Reddit post r/LocalLLaMA #1rgel19 reached 494 upvotes and 200 comments. The thread shares updated Dynamic GGUF builds for Qwen3.5-35B-A3B and presents benchmark claims intended to guide practical local inference choices.

What The Post Claims

According to the author’s write-up, the update includes more than 150 KL Divergence evaluations, approximately 9TB of GGUF-related artifacts, and a fix for a tool-calling chat template issue that the post says affected quant uploaders. The author also states that MXFP4 is being retired for most quant variants, while selected layers keep exceptions.

The thread further highlights tensor sensitivity findings: some tensors are described as safe targets for aggressive quantization, while others, including parts of attention and specific hybrid architecture paths, are presented as higher-risk for quality loss. The post links experiment artifacts and compares multiple community uploader approaches.

Comment-Level Signal

Top comments were notably technical. Several contributors welcomed publication of KLD and perplexity metrics per quant, calling it useful for reproducibility and cross-uploader comparison. At the same time, commenters cautioned that KLD and PPL are only partial signals and should be validated against downstream tasks and real workloads.

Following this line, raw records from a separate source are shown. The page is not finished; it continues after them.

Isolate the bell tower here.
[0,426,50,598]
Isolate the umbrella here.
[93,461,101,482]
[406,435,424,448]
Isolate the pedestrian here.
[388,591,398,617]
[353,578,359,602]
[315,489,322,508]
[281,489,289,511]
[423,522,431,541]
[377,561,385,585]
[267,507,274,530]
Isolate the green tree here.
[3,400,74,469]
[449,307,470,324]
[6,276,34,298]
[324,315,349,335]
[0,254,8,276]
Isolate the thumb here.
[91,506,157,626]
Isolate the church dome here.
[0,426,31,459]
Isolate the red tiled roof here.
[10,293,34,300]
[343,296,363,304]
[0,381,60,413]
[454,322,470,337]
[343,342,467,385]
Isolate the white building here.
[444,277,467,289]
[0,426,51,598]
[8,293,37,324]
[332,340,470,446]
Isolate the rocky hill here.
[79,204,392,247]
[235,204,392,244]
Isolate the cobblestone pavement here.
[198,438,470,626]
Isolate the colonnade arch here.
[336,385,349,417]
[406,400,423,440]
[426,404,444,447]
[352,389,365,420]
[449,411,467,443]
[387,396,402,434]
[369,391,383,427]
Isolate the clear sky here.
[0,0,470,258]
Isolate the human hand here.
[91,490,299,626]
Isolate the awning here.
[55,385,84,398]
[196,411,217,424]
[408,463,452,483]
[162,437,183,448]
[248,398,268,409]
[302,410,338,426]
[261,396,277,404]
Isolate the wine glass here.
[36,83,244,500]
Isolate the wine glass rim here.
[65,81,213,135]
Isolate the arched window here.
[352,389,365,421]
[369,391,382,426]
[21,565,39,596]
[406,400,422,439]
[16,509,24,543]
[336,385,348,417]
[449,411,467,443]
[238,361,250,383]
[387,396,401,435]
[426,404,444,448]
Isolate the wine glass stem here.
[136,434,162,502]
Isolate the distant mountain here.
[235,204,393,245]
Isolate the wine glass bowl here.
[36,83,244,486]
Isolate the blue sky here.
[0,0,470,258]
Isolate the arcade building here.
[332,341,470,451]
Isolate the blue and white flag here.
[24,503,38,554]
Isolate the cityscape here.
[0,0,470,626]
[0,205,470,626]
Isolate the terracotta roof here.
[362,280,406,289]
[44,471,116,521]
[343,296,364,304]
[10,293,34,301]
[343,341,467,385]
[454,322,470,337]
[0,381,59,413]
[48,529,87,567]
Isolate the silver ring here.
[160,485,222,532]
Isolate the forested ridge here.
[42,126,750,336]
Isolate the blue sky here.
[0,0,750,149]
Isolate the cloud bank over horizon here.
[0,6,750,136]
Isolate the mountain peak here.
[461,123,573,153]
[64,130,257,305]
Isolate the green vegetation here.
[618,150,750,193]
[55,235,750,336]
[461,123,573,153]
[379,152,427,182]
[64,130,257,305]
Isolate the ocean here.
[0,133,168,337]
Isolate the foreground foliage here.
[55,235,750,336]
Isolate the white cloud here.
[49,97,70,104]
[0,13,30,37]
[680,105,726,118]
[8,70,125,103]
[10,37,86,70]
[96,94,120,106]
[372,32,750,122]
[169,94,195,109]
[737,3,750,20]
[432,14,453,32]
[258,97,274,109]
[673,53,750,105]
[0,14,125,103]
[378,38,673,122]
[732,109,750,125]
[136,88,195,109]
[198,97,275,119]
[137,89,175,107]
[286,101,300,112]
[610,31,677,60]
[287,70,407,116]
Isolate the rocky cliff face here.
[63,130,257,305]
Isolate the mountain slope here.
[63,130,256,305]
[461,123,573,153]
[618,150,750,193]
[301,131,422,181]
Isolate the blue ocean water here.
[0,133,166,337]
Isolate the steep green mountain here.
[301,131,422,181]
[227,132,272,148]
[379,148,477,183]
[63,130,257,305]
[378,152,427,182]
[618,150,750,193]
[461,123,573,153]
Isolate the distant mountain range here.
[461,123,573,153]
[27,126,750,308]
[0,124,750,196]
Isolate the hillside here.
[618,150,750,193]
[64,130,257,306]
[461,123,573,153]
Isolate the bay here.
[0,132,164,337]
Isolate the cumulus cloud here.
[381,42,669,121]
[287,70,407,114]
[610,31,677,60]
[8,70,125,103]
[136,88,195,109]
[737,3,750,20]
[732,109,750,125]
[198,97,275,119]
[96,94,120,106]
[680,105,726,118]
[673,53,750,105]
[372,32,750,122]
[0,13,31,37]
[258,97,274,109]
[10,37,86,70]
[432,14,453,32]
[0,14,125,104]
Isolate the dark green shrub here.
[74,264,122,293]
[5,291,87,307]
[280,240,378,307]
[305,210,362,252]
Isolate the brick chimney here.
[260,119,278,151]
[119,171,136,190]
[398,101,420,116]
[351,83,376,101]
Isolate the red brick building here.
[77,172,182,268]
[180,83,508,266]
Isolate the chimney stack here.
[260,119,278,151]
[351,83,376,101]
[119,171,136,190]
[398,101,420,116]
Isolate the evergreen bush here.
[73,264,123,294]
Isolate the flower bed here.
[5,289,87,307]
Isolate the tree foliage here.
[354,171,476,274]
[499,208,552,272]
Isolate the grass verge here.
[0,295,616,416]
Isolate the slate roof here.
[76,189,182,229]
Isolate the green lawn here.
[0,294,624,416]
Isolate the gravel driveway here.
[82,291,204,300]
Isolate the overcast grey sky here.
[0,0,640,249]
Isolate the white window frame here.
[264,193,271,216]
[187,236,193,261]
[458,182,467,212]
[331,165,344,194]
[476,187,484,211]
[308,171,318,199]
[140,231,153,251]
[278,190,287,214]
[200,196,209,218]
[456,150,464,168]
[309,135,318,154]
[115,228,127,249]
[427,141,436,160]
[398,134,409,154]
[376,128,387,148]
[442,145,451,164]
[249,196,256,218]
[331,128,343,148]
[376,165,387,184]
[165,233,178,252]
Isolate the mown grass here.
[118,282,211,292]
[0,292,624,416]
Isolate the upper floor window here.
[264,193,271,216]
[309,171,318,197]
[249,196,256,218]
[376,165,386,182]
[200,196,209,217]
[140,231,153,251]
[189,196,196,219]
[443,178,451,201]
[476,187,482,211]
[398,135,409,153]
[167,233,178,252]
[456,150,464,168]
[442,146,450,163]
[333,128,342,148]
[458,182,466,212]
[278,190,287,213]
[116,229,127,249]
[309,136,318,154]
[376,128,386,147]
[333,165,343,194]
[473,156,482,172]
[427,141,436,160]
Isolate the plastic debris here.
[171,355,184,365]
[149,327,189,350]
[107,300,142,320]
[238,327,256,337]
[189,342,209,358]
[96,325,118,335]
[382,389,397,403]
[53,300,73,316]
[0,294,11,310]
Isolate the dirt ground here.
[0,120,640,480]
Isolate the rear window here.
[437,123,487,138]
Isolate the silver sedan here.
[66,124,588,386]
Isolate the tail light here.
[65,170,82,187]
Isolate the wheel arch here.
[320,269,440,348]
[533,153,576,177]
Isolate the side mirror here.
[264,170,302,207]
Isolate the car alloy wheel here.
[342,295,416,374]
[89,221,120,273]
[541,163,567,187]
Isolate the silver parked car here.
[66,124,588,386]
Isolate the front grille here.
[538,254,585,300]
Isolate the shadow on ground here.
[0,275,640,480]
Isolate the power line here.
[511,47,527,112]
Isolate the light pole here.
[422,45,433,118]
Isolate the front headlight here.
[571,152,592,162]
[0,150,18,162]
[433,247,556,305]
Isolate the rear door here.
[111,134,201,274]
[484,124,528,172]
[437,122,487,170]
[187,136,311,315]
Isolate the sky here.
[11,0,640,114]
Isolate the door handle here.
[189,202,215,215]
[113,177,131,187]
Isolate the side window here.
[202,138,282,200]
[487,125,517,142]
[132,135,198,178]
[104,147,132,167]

That balance is important: the thread is less about claiming a single universal winner and more about normalizing transparent quant methodology. Inference from the discussion is that local-model users increasingly want benchmark disclosure standards, not only headline speed or size claims.

Operational Takeaway

For teams or power users running local LLM stacks, this post reinforces a practical workflow: combine synthetic metrics (KLD/PPL), tensor-aware quant strategies, and task-level evaluation before standardizing a model build. Community review in r/LocalLLaMA appears to be moving toward evidence-heavy release notes, which improves comparability across quant providers and hardware profiles.

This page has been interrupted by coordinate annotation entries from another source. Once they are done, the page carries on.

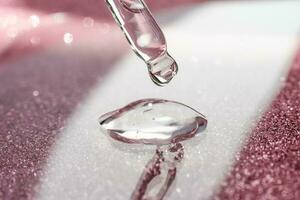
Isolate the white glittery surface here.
[37,1,300,200]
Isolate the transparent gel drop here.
[106,0,178,86]
[99,99,207,145]
[120,0,145,13]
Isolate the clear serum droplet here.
[106,0,178,86]
[99,99,207,145]
[99,99,207,200]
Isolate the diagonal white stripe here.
[37,1,300,200]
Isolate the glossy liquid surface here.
[99,99,207,145]
[106,0,178,86]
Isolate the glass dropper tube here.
[106,0,178,86]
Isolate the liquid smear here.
[106,0,178,86]
[99,99,207,200]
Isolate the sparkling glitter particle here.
[215,53,300,200]
[82,17,94,28]
[32,90,40,97]
[29,15,40,28]
[64,33,73,44]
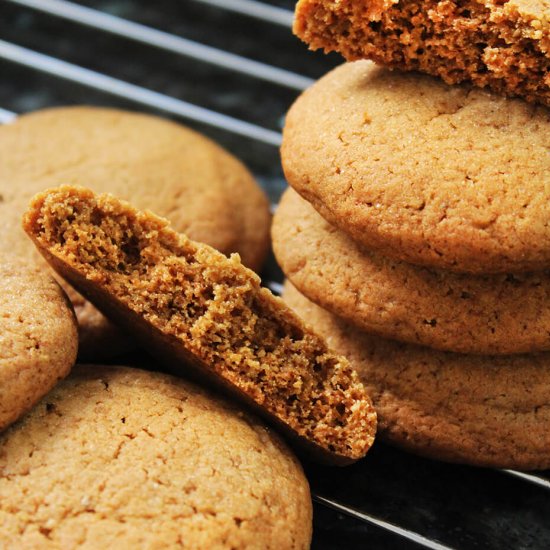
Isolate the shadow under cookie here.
[284,283,550,470]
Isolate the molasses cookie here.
[0,365,312,550]
[0,107,269,357]
[294,0,550,106]
[0,258,78,434]
[284,284,550,470]
[24,186,376,464]
[272,189,550,354]
[282,61,550,273]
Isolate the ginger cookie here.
[0,258,78,434]
[272,189,550,354]
[282,61,550,273]
[0,365,312,550]
[24,186,376,464]
[294,0,550,106]
[284,284,550,470]
[0,107,270,357]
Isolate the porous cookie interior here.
[27,187,375,459]
[295,0,550,105]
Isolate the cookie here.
[282,61,550,273]
[284,284,550,470]
[272,189,550,354]
[294,0,550,106]
[0,365,312,549]
[0,107,270,358]
[0,257,78,434]
[24,186,376,464]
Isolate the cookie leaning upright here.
[0,258,78,430]
[0,365,312,550]
[24,186,376,464]
[282,61,550,273]
[0,107,270,357]
[284,284,550,470]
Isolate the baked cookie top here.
[0,365,312,549]
[282,61,550,273]
[284,285,550,470]
[272,189,550,354]
[0,257,78,430]
[0,107,270,358]
[294,0,550,106]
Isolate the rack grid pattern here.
[0,0,550,549]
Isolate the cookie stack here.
[273,61,550,469]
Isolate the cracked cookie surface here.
[0,107,270,360]
[282,61,550,273]
[20,186,376,465]
[272,189,550,354]
[0,365,312,549]
[0,257,78,436]
[294,0,550,106]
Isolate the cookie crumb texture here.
[272,189,550,355]
[281,61,550,273]
[0,365,312,549]
[294,0,550,106]
[284,283,550,470]
[25,186,376,463]
[0,257,78,434]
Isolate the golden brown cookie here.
[0,365,312,550]
[0,257,78,434]
[294,0,550,106]
[272,189,550,354]
[284,284,550,470]
[0,107,269,357]
[282,61,550,273]
[24,186,376,464]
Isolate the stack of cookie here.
[272,38,550,469]
[0,108,376,550]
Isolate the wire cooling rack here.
[0,0,550,550]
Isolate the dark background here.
[0,0,550,550]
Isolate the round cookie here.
[281,61,550,273]
[272,189,550,354]
[0,107,270,357]
[0,259,78,430]
[0,366,312,549]
[284,284,550,470]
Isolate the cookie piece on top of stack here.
[272,20,550,469]
[0,363,312,550]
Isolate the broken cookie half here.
[23,186,376,465]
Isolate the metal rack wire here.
[0,0,550,550]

Sources: Reddit thread, linked artifacts in the original post.

What To Verify Before Adoption

Before rolling these quants into a default stack, operators should validate at least three layers: representative prompts for their real tasks, long-context stability under sustained sessions, and throughput consistency across their exact runtime backend. Community benchmark transparency helps, but deployment reliability still depends on local reproduction under production-like constraints.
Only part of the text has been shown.